**Jumpa lagi dengan author recehan, maaf jika ceritanya terlalu datar and lebay🤔.
Happy reading guys ❤️**
***
Mayang mengambil ponsel David, dan mencari nomor telepon Richard.
"Aish..! jangan tidur Aish !" seru Alana sembari menangis.
"Jangan kasih tidur Al, ajak terus Aisha bicara ." titah David.
Sedangkan Mayang mencari nomor telepon Richard dengan tangan yang gemetar.
Setelah menemukan nomor Richard, Mayang langsung menekan nomornya. Tidak lama, Richard menjawab.
Richard : Ada apa kau
kau menghubungi ku.
Mayang: Maaf Mas Richard, ini
Mayang. Bukan David.
Richard : Maaf, mas kira tadi David.
Mayang: Mas Richard, segera
kerumah sakit.
kami membawa Aisha.
Richard :Aisha, apa yang terjadi ?
Panik terdengar suara
Richard.
Mayang: Datang segera Mas.
Richard : Iya
Richard dan Mayang saling memutuskan sambungan teleponnya.
Richard langsung lari menuju lift, saat menuju ke lift.

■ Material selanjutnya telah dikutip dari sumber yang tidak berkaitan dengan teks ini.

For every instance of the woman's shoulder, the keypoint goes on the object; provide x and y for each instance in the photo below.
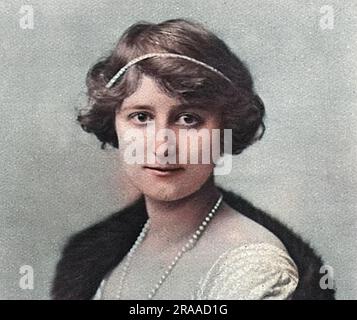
(235, 229)
(253, 263)
(250, 271)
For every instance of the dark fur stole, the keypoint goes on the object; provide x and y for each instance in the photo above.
(90, 254)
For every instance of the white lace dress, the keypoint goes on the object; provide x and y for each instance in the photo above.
(251, 271)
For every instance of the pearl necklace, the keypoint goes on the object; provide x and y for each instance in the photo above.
(188, 246)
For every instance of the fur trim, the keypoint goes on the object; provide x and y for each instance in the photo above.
(91, 254)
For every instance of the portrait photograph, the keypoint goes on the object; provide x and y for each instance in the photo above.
(178, 150)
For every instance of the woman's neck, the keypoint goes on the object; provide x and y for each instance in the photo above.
(172, 222)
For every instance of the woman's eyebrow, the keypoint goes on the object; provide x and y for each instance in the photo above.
(138, 107)
(175, 106)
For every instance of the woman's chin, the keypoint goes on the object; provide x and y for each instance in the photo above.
(167, 195)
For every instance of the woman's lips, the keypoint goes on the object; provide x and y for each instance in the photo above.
(162, 172)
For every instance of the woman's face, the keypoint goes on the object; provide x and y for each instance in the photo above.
(148, 111)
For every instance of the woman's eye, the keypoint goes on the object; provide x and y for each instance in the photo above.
(189, 120)
(140, 117)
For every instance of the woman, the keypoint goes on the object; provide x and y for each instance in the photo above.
(185, 237)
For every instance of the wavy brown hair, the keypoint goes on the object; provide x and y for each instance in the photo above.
(243, 110)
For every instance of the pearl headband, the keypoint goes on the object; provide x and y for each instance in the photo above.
(150, 55)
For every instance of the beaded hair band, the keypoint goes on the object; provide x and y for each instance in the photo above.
(163, 54)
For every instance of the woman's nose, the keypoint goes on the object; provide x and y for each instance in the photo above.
(164, 142)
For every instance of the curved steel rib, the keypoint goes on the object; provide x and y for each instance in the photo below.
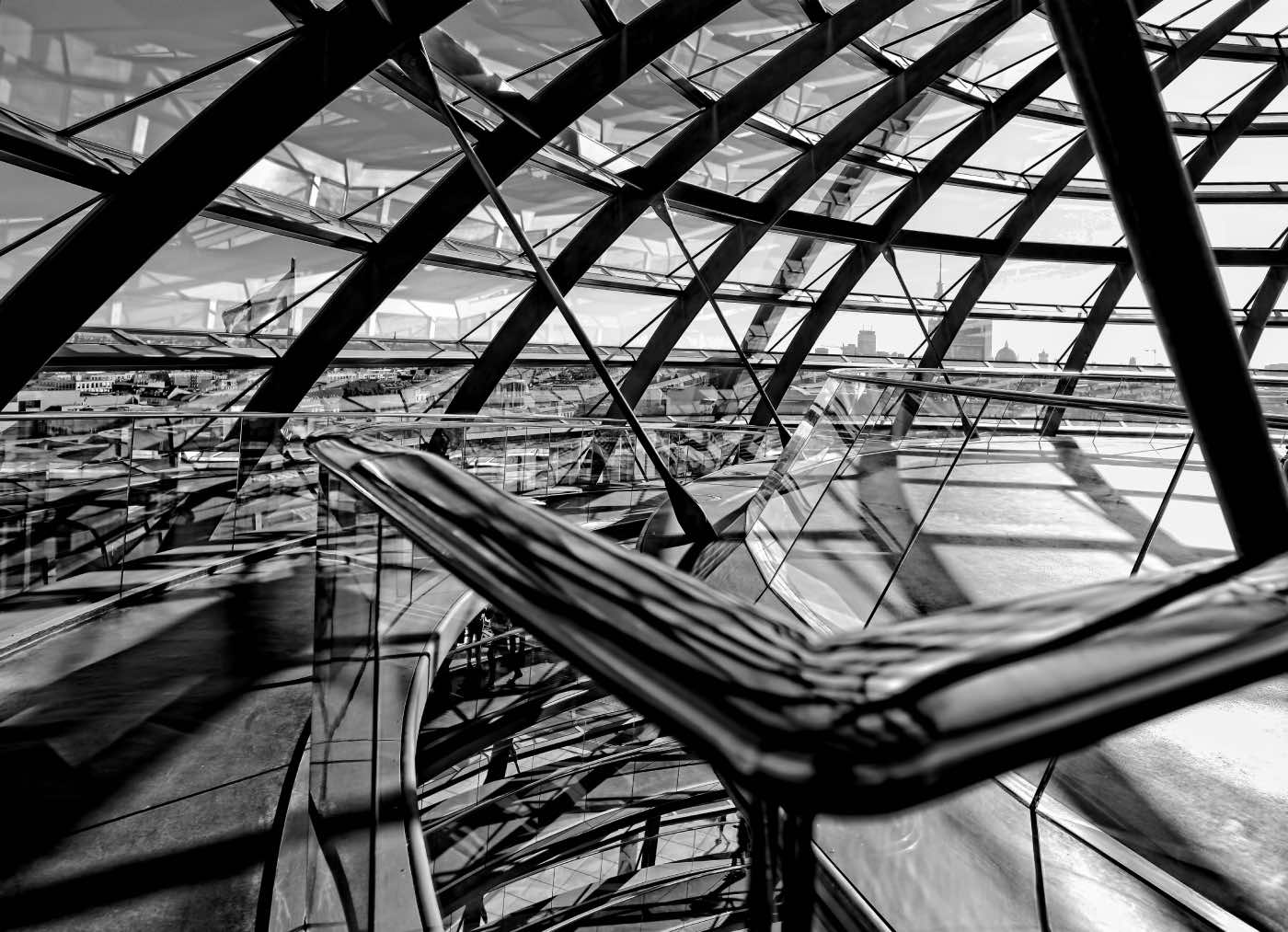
(846, 722)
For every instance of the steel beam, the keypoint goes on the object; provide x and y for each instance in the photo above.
(1152, 193)
(596, 74)
(901, 210)
(796, 181)
(1028, 213)
(702, 132)
(1197, 167)
(325, 57)
(1262, 304)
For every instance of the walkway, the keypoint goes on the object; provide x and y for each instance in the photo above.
(142, 754)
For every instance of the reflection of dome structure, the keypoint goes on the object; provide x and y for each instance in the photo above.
(554, 282)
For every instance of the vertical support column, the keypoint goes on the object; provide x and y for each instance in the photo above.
(1107, 68)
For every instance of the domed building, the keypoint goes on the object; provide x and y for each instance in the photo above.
(399, 537)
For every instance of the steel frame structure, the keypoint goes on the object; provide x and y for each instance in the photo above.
(325, 52)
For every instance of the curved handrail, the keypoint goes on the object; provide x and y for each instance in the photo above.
(1023, 397)
(845, 722)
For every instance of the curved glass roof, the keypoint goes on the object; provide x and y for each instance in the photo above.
(268, 187)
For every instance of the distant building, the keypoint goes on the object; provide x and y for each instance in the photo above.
(974, 341)
(96, 384)
(867, 341)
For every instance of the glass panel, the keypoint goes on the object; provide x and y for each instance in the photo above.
(736, 42)
(1021, 144)
(966, 212)
(369, 144)
(446, 304)
(142, 131)
(28, 202)
(828, 92)
(1028, 282)
(1077, 220)
(1213, 86)
(1011, 55)
(64, 61)
(222, 278)
(489, 32)
(965, 863)
(650, 246)
(644, 106)
(740, 161)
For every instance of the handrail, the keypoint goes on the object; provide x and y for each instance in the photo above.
(843, 722)
(1024, 371)
(399, 418)
(989, 393)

Richard bertemu dengan Tony.
"Ayo kita kerumah sakit!" seru Richard kepada Tony.
Dengan sigap Tony berlari menuju parkiran, sedangkan Richard menunggu didepan perusahaan.
Begitu tiba dirumah sakit, petugas sudah menunggu. Karena David sudah memerintahkan Mayang untuk menghubungi pihak rumah sakit.
"Aish! bangun Aish, kita sudah tiba dirumah sakit ," kata Alana.
"Eee...!" sahut Aisha dengan suara yang lirih, dan kemudian tidur kembali.
"Aish. .! jangan tidur lagi, Tante kecil..!" teriak Alana sembari menangis.
"Aish.. please..! jangan takuti kami, bangun Aish..!" seru Mayang dari jok mobil depan.
Aisha membuka matanya perlahan dan kembali terpejam.
skip
David, Mayang dan Alana menunggu diluar ruangan UGD.
Terlihat Richard dan Tony berlari ke arah resepsionis, dan menanyakan tentang Aisha.
__ADS_1
"Om Richard !" teriak Alana, saat melihat Om Richard dan Tony berlari menuju ke ruangan UGD.
"Bagaimana dengan Aisha, apa yang terjadi ?" tanya Richard dengan setengah berteriak.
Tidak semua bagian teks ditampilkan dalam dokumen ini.